Asking for help
Don't live up to that 'manly' stereotype by saying nothing about your problems. Learn how to speak up with confidence.
Why boy's don't cry
From a very early age, males are encouraged to put on a brave face at tough times, and not cry. Alongside deep-seated cultural values about what makes a man, it's easy to see how expressing emotions is somehow seen to be a girl thing. It's here that a whole host of problems can begin.
The benefits of sharing
Putting your feelings into words doesn't come easy to everyone. It's especially true if you've not had much practice, which means much depends on your childhood background. Whatever the case, talking is one of the most effective ways to get your emotions in perspective. Awareness that you need to open up is the key, along with just giving it a go and seeing how much better you feel. From a chat with a mate in the pub, to a heart-to-heart with your partner, or even a counselling session, it all helps to keep your mind in shape.
Dealing with your doctor
Every man needs a good relationship with his doctor. You care about your car, and would get your speakers fixed if they started playing up, so why not show yourself the same attention and respect? The sad fact is that women are four times more likely than men to turn to their GP for medical help. Saying nothing won't make the problem go away; if anything, it just makes things worse.

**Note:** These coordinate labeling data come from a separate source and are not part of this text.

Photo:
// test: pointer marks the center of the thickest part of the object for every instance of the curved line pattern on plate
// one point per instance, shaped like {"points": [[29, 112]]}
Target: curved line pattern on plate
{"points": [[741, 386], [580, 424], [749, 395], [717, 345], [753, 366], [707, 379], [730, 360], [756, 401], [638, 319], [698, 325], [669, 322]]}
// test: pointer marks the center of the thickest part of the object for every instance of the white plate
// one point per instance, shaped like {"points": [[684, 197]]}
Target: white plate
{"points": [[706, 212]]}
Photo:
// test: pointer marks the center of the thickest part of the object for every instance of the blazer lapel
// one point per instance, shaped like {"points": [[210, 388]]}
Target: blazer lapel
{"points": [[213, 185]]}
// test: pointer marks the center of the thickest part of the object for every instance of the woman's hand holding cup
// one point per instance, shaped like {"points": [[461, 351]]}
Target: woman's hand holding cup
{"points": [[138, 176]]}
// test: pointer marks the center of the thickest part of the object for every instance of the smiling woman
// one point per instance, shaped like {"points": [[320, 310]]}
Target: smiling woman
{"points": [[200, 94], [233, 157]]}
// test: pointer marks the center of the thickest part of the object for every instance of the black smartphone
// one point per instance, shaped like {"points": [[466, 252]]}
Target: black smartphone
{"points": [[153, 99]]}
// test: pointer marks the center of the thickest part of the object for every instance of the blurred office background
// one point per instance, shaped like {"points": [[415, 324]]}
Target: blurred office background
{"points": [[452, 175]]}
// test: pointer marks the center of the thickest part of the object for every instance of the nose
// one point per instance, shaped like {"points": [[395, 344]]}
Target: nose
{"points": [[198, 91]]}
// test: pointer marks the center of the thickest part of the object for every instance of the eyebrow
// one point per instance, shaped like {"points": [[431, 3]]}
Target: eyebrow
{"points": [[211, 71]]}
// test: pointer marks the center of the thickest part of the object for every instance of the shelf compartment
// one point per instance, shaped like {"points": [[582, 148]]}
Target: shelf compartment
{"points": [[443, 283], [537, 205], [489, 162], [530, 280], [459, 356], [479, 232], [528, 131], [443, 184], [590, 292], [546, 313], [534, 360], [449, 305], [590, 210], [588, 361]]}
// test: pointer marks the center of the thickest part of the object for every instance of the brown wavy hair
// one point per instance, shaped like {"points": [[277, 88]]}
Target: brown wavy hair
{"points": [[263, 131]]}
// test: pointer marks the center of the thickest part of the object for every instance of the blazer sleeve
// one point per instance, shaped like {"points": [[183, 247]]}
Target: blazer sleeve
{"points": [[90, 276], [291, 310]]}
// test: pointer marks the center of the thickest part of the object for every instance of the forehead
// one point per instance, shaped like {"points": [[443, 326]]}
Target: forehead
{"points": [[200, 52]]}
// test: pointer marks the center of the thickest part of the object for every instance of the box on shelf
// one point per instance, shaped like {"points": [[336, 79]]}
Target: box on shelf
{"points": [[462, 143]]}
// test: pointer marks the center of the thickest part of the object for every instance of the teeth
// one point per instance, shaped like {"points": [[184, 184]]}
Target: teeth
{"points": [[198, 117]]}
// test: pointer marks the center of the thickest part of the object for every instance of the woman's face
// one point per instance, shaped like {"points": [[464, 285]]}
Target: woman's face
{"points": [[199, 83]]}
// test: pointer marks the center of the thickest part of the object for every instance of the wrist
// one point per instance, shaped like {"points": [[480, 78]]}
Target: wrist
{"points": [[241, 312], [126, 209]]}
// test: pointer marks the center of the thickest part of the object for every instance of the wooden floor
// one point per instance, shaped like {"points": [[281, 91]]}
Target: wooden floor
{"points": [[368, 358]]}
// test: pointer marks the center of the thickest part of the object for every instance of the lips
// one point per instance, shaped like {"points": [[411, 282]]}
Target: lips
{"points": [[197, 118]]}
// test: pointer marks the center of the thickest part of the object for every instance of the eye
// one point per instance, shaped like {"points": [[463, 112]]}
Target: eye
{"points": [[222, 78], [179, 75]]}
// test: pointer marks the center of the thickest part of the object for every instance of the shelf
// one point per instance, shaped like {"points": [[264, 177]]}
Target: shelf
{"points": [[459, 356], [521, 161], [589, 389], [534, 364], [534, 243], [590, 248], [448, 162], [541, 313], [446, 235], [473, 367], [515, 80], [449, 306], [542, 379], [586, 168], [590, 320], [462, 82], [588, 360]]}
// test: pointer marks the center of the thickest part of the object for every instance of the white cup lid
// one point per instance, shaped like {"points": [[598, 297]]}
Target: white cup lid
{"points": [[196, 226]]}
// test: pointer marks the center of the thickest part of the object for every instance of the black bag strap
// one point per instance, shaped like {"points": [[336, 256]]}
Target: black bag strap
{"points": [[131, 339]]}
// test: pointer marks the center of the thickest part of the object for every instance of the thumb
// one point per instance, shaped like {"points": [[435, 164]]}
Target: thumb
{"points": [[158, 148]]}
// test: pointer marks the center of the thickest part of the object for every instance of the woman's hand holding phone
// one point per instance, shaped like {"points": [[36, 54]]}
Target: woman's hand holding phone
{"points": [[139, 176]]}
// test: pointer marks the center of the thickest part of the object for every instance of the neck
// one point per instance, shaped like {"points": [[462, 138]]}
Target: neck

Getting the best out of a visit to your doctor:
- Bring notes: Jot down what's bothering you, including your symptoms, and have them on hand at your appointment. It can only help your GP make a decent diagnosis, and avoids that frustrating moment when you walk out of the surgery and realise you'd forgotten to mention something.
- Be frank: Your GP needs the facts if they are going to get you sorted, so don't be bashful or hide the truth. Remember that they are used to dealing with all sorts of problems, so even if it is unusual or embarrassing to you, it won't be to them. Even if the problem involves dropping your pants for an examination, they're interested in seeing your symptoms - not your schlong.
- Ask questions: Don't be afraid to quiz your GP about anything on your mind. Your welfare is their priority, so if you're unhappy or uncertain about an issue relating to your treatment, speak up! You also have the right to ask to be seen by another doctor, and you don't have to give a reason for this.
- Stay in touch: If your prescribed treatment fails to fix things in the time period advised by your GP, go back and let them know. Suffering in silence won't make the problem go away, but another session in the surgery will help your GP pinpoint a more effective course of action.